268. Force of Nature

FORMULA: -1(Where No One Has Gone Before) + Booby Trap

WHY WE LIKE IT: Spot shows Geordi who's boss.

WHY WE DON'T: Putting a speed limit on the Enterprise is just WRONG!

REVIEW: Absolutely dreadful. Though I understand the wish to make a Star Trek parable about global warming, how about you do it by screwing over some planet, not screwing over THE SHOW'S PREMISE!!! Star Trek is about exploration, brave new worlds, etc. etc. Putting the Enterprise (and all Star Trek ships) on a speed limit of Warp 5 goes against the very core of the show. And you just know they're gonna be finding excuses around the limit every chance they get!

But given a worthy script, it might have been forgivable. You can't even look to the B-plot for succor, a nail-biting thriller about Data's attempts to train Spot not to jump on his console. 10 minutes in, the only thing that had happened was that Geordi had convinced Data to train his cat, and the two of them aligned a conduit. That's it. Then the nondescript guest stars arrive and let us know that warp travel is eroding spacetime and causing climate changes on their nearby planet. That doesn't mean we're out of the longueurs, don't worry.

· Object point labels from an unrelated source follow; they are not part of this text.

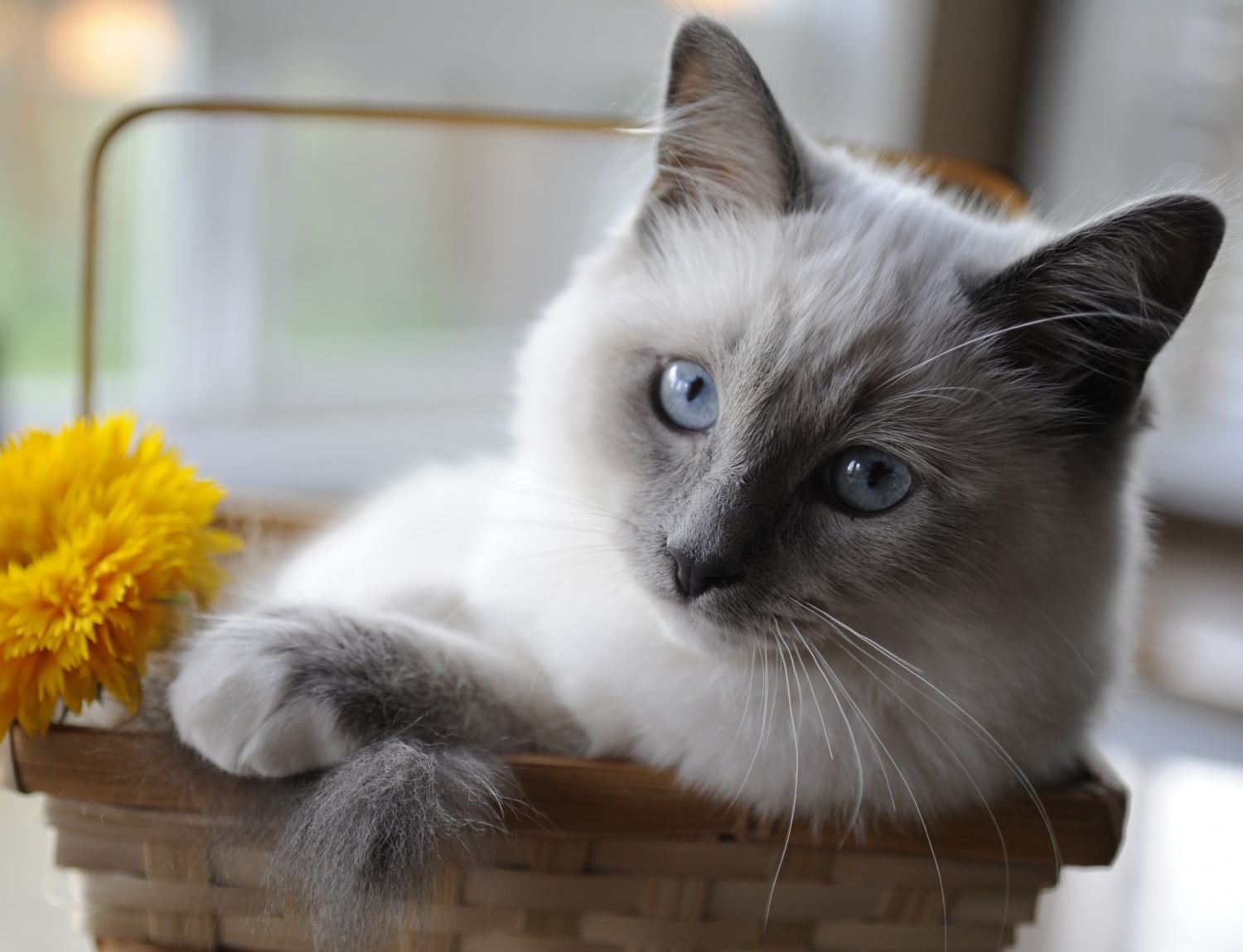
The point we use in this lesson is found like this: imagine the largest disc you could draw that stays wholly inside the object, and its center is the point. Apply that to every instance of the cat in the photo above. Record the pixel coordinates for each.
(820, 495)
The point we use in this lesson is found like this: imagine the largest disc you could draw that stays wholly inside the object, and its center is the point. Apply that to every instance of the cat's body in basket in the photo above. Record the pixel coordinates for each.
(820, 496)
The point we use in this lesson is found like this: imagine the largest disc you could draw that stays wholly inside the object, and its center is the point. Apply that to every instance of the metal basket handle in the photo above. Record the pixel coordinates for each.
(964, 173)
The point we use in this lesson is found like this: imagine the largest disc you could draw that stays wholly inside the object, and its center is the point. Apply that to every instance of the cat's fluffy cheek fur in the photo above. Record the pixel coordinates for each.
(230, 703)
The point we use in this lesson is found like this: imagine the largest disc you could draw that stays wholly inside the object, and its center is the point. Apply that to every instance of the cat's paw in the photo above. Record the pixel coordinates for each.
(231, 701)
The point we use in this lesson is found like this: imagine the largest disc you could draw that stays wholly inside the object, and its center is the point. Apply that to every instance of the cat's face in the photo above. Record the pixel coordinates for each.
(815, 390)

At least the cat training exercises made SENSE. Here's what doesn't: Dr. Serova (the sister) can't prove her theory that spacetime erosion will cause a subspace rift which will fatally iradiate her planet, right? Ok, she'll prove it to you. She commits suicide by blowing up a warp core in the eroded area, causing a subspace rift... which will now fatally irradiate her planet. It's like tipping over a truck carrying radioactive waste in your own neighborhood, to prove you're justified in worrying that it might happen. It is IDIOTIC!

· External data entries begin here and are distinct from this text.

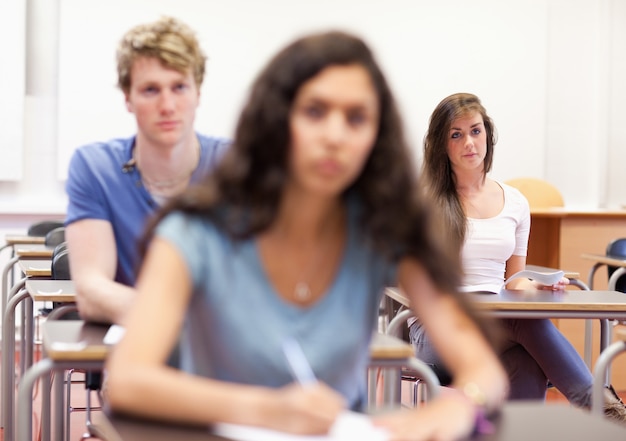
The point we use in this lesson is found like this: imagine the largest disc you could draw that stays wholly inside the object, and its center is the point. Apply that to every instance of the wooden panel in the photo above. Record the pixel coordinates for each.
(572, 234)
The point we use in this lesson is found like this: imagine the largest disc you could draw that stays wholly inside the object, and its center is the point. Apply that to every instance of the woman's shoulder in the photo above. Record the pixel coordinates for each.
(513, 198)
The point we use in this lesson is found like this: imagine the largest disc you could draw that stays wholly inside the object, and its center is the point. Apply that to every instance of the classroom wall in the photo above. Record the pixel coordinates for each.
(550, 72)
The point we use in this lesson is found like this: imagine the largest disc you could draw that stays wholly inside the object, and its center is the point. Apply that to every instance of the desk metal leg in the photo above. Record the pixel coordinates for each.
(45, 406)
(25, 394)
(605, 341)
(5, 282)
(599, 379)
(8, 363)
(616, 275)
(25, 398)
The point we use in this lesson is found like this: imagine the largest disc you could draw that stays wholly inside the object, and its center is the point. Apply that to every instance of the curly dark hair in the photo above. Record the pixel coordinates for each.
(438, 176)
(243, 194)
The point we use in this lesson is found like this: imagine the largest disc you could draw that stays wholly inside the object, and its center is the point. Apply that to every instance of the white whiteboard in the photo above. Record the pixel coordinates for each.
(12, 86)
(428, 49)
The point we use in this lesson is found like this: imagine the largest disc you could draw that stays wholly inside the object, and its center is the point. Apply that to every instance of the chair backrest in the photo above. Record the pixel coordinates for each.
(61, 266)
(60, 247)
(540, 193)
(55, 237)
(42, 228)
(617, 248)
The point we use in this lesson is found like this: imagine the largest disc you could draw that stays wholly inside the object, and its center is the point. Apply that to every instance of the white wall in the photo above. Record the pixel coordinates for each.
(550, 72)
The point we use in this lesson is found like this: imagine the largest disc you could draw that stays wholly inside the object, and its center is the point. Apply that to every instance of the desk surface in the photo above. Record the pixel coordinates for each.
(51, 290)
(558, 212)
(35, 267)
(579, 304)
(17, 239)
(33, 251)
(544, 269)
(606, 260)
(71, 340)
(518, 421)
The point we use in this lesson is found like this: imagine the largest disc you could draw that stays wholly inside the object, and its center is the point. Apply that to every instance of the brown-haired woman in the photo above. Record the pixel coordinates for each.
(314, 210)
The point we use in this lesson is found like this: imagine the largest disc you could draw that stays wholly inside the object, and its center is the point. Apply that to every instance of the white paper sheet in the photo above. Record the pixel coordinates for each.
(547, 279)
(113, 335)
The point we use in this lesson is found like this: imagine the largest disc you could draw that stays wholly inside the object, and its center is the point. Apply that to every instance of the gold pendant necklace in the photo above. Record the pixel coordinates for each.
(302, 291)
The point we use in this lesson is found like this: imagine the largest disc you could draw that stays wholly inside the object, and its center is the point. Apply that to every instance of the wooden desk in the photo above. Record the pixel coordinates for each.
(543, 304)
(23, 239)
(67, 344)
(518, 421)
(602, 305)
(35, 268)
(392, 354)
(33, 251)
(602, 260)
(559, 236)
(545, 269)
(76, 344)
(35, 290)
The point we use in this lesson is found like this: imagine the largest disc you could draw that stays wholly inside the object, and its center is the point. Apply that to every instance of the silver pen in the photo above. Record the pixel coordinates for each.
(299, 365)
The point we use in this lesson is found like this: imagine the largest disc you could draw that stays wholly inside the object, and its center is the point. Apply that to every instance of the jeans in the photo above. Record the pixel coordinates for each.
(533, 352)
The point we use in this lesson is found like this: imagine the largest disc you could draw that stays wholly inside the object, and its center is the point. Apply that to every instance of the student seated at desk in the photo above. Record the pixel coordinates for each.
(490, 223)
(295, 236)
(115, 186)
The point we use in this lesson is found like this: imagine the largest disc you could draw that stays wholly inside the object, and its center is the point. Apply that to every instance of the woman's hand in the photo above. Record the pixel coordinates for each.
(559, 286)
(449, 417)
(306, 410)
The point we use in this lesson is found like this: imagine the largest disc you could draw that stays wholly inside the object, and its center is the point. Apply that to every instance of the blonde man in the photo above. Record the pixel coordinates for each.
(114, 186)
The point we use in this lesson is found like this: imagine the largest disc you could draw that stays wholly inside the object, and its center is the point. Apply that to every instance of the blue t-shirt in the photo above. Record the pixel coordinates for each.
(236, 322)
(101, 186)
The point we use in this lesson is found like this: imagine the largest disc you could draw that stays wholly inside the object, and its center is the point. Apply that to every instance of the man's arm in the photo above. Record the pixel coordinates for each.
(93, 259)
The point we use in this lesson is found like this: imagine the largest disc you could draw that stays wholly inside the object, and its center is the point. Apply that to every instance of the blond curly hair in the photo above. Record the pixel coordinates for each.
(169, 40)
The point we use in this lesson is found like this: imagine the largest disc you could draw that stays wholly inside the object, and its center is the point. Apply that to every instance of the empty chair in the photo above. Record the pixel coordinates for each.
(540, 193)
(617, 248)
(55, 237)
(60, 267)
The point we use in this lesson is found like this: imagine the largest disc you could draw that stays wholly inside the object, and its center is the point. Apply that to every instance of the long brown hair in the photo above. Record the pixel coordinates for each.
(438, 177)
(242, 196)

Spot's subplot never pays off, and the cat is suddenly female as of this episode (doesn't seem like Data to incorrectly attribute her gender, does it?) and there's a hint of something in Geordi's rivalry with the Intrepid's engineer, but they miss an opportunity to make them fight over who's got the more spacetime-friendly engine now.

LESSON: Pollution BAD!

REWATCHABILITY - Low: Badly structured, wrong-headed and boring, Force of Nature would definitely make my Worst 5 of TNG.

Comments

Jeremy Rizza said…
The message in this episode was delivered so stridently and hysterically,* that until nearly the end I suspected that the scientists were just fanatics or maybe even lying about the whole deal for some purpose of their own. Shows what I know, I guess. And of course, this led to similar nonsense in later episodes, like a character announcing "We've received permission from Starfleet to go to Warp-8" (or whatever). Oh, may we? Star Trek: The Bureaucratic Frontier!

*I feel the same way about most episodes of "Masters of Horror." Can't we have a horror anthology that's just scary without it being a thinly-veiled allegory on everything people dislike about the Bush Administration? I'm not even a Bush supporter... heck, I can't stand the corrupt, churchy bastard! But sermonizing and horror just doesn't mix.
Anonymous said…
There was an out for the supposed warp travel limit in this episode that has never been discussed as far as I can see. The breach left behind from the warp core was supposed to only happen in the localized area of the corridor, yet there is a small refference to sub space tear outside of the corridor in the field that was limiting travel. This was never fully explained but was commented that it should be impossible. Thereby making the whole warp limit mute and void. Most probably this would have been explained as the corridor is what was making the breaches possible and therfore making regular travel through the rest of space fine. This was never rectified or mentioned again and left me with a bad feeling that something vitally important to this episode was never explained or revisited. Making me even more mad at this episode.
LiamKav said…
You know, I used to hate this episode, but that was back in the 90s and 2000s when I genuinely believed we were winning the battle to convince people to stop screwing the planet. Now, well, I still hate it, but it's slightly tempered by the notion that maybe the human race does need more lecturing before we mess things up too badly.

In Trek terms, Picard's "there will be repurcutions for years to come" is hilarious. More accurately he'd say "there will be a brief mention when we're looking for the Pegasus, and then Voyager will have moving pylons and things will all be fine somehow".